It had no problem writing this.
Therefore I have to conclude that the answer is Occam's razor, it is failing because prior to the execution of the GEOSldas.x the file exists. Indeed, when Matt did an ls in the scratch directory for his test the file exists and has a size of 0.

Is the scripting maybe touching this file? I really don't think there is any logic problem with MAPL but it really seems like somehow something touched this file before GEOSldas.x executed.

@gmao-rreichle
Copy link
Contributor

@bena-nasa : Thanks. What was the config of your model run? Single-member or ensemble? I'm asking because my only hunch is that the scripting and model execution differs between single-member, no perturbation simulations and ensemble simulations with perturbations.

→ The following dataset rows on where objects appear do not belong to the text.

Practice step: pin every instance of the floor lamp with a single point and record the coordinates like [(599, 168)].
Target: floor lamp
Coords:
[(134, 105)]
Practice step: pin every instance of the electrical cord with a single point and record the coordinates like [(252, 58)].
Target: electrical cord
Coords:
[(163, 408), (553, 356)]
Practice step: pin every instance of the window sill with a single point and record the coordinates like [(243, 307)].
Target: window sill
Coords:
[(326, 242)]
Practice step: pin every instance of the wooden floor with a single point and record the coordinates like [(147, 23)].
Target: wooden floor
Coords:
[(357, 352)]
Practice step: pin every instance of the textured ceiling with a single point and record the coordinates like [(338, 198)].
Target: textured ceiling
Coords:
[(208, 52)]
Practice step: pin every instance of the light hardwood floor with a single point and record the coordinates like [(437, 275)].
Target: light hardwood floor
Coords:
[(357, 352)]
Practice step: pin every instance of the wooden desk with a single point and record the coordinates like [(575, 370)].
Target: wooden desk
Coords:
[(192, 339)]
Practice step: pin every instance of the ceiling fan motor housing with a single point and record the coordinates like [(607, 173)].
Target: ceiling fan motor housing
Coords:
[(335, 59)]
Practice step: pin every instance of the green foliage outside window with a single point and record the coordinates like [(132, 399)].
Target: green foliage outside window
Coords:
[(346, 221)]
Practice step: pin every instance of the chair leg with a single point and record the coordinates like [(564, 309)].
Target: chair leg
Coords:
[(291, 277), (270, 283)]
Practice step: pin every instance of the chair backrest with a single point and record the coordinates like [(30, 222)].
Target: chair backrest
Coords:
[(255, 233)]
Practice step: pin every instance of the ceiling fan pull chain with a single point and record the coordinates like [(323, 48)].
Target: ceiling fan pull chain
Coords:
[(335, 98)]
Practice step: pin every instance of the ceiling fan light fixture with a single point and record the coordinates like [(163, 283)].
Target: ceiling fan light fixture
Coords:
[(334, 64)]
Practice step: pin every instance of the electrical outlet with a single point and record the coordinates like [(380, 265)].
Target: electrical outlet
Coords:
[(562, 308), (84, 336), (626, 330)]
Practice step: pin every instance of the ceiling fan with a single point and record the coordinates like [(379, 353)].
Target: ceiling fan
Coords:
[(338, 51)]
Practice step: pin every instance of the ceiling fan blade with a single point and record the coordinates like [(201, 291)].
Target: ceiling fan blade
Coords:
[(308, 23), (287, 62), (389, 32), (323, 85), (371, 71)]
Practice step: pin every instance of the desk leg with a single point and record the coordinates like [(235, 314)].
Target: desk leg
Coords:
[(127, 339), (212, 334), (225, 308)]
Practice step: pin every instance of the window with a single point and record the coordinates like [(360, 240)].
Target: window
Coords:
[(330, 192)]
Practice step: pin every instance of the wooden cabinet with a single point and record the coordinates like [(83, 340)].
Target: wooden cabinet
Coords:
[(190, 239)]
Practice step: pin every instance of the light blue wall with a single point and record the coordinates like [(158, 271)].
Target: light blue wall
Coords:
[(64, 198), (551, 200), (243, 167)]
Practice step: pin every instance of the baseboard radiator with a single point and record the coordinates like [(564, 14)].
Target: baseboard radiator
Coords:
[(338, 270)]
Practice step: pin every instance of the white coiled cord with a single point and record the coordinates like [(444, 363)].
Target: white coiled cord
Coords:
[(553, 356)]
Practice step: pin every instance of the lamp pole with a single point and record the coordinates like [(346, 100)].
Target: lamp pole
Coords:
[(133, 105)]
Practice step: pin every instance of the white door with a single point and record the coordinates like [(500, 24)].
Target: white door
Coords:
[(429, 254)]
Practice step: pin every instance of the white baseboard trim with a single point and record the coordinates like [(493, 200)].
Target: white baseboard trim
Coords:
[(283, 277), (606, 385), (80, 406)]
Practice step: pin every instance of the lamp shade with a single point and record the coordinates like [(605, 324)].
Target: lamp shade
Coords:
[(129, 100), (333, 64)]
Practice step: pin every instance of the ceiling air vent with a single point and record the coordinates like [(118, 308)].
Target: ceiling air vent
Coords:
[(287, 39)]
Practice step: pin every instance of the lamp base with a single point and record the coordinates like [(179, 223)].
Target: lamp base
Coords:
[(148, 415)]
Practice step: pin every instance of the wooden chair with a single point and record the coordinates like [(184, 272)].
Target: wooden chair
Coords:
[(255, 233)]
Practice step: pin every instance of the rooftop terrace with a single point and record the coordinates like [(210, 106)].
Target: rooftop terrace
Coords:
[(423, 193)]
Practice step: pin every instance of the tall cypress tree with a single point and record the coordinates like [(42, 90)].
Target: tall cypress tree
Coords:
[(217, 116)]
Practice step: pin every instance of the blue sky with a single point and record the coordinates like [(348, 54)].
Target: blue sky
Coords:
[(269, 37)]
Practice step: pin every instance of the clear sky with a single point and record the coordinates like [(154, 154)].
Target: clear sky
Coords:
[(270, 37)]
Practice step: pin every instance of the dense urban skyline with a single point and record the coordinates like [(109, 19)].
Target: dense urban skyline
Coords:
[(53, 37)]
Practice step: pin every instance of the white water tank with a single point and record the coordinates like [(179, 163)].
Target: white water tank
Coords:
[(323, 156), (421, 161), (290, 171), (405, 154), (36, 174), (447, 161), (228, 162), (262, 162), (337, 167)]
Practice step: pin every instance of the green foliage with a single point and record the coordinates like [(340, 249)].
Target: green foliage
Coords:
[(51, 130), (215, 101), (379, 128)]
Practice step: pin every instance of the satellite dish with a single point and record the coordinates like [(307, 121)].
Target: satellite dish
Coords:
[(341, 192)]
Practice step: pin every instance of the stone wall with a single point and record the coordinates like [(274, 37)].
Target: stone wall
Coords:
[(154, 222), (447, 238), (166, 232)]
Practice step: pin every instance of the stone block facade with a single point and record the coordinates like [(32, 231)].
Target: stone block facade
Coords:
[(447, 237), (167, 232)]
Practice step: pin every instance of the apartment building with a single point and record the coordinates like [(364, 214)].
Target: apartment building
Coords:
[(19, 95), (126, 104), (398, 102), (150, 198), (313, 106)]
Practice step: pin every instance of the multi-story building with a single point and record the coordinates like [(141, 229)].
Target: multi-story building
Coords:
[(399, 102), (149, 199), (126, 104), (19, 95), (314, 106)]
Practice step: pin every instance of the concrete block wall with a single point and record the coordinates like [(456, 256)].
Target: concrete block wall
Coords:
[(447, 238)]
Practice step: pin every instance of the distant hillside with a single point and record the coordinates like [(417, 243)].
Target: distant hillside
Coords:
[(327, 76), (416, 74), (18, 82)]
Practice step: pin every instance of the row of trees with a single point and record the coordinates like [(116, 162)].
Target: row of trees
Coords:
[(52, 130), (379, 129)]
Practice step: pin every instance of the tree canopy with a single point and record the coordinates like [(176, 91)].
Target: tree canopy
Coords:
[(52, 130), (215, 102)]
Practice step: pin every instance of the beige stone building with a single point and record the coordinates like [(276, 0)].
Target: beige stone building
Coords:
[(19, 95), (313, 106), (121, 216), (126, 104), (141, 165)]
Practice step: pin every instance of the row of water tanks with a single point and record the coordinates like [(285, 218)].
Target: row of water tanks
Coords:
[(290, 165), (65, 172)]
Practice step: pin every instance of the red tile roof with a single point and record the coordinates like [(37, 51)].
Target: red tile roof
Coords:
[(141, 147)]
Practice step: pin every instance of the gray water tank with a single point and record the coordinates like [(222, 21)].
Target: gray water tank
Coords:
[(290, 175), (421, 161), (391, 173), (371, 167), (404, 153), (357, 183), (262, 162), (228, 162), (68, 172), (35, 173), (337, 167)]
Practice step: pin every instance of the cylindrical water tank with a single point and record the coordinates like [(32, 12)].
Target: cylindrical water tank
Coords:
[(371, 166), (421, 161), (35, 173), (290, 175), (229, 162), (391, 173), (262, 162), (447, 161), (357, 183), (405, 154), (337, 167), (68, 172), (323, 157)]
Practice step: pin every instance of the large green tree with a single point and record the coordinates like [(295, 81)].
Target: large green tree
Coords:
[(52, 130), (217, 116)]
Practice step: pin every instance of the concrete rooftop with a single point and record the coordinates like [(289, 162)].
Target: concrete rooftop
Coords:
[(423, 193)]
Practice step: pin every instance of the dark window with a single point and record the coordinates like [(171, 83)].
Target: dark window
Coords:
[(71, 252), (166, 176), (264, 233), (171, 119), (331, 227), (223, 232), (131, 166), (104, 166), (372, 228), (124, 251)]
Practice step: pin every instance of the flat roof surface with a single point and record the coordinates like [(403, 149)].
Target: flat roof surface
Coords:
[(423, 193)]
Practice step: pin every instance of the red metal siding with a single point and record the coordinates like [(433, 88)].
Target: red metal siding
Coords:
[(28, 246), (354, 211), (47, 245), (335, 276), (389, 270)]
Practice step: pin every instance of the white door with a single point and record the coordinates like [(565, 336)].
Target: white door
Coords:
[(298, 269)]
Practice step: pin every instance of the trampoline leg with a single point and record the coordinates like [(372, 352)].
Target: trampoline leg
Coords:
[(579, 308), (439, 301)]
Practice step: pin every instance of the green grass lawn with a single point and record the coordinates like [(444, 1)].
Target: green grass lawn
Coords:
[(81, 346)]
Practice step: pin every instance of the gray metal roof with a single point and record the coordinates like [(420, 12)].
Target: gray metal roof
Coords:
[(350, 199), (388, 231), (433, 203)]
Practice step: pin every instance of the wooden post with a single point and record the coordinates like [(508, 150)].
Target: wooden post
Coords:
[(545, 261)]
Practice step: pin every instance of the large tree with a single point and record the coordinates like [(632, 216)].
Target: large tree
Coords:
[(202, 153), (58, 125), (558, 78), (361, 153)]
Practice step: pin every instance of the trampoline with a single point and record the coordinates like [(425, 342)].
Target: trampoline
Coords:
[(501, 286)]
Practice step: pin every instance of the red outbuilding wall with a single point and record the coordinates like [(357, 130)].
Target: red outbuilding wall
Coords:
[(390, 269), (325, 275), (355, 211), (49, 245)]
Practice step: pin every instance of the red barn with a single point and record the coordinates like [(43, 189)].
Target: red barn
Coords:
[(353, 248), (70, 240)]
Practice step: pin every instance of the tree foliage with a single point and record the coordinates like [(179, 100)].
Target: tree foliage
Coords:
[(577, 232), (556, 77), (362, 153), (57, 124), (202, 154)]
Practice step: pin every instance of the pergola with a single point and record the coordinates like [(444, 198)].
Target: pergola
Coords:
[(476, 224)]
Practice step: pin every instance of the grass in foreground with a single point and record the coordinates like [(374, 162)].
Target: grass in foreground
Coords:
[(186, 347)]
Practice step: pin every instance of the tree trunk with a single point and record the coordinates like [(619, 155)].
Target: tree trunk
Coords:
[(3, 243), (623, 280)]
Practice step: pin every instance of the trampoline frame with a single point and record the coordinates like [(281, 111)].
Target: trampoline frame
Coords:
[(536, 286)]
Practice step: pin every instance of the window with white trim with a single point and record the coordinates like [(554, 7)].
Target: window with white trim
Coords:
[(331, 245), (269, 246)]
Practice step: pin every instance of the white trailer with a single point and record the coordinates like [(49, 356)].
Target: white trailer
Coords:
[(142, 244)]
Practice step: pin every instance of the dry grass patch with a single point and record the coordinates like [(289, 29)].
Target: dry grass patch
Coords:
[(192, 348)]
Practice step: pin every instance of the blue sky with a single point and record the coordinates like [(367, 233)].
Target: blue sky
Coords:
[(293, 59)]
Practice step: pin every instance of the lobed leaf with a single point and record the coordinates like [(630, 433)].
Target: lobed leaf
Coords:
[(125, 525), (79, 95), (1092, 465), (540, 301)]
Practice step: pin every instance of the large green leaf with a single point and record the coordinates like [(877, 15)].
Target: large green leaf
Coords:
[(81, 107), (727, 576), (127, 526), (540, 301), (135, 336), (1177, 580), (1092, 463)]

Here's my earlier comment on this:

The only thing I can think of is that there's something unique to the "assim" cases about the sequencing of the GridComps that make up GEOSldas. In the "assim" cases, we have the ensemble GridComp (GEOSens_GridComp), which isn't engaged in the "model" cases.

@biljanaorescanin
Copy link
Contributor

Here are run scripts for tests: /home/mathomp4/SI_Team/scripts/systest/input/LDAS
One ensemble for global model case and 24 for assim case.

@bena-nasa
Copy link
Contributor

bena-nasa commented Jul 11, 2022

@gmao-rreichle @biljanaorescanin This was a stock GESOgcm.x run which can not run ensembles but I don't see how that would matter once the GEOSldas.x executes. When you run ensembles you still run a single executable that runs via MAPL_Cap? Does each ensemble have it's own MAPL_CapGridComp (so would have its own history instantiation) or is it an "ensemble" in the sense that below the single capgridcomp, under the root gridcoomp you have multiple children of somebody? I assume it is the latter.

Still would bet 4 figures this is a scripting problem. @biljanaorescanin why don't you try putting an exit in the script right before (and by that I literally mean the line before the GEOSldas.x executes). Let's see where the problem lies definitively, either the file will be there or it won't in the scratch or temporary directory GEOSldas.x will be run from.

@gmao-rreichle
Copy link
Contributor

or is it an "ensemble" in the sense that below the single capgridcomp, under the root gridcoomp you have multiple children of somebody? I assume it is the latter.

Yes, it's the latter.

Still would bet 4 figures this is a scripting problem. @biljanaorescanin why don't you try...

It's worth a try for @biljanaorescanin to do this, but if this doesn't point to the solution easily, it's probably best to wait for @weiyuan-jiang to be back in the office.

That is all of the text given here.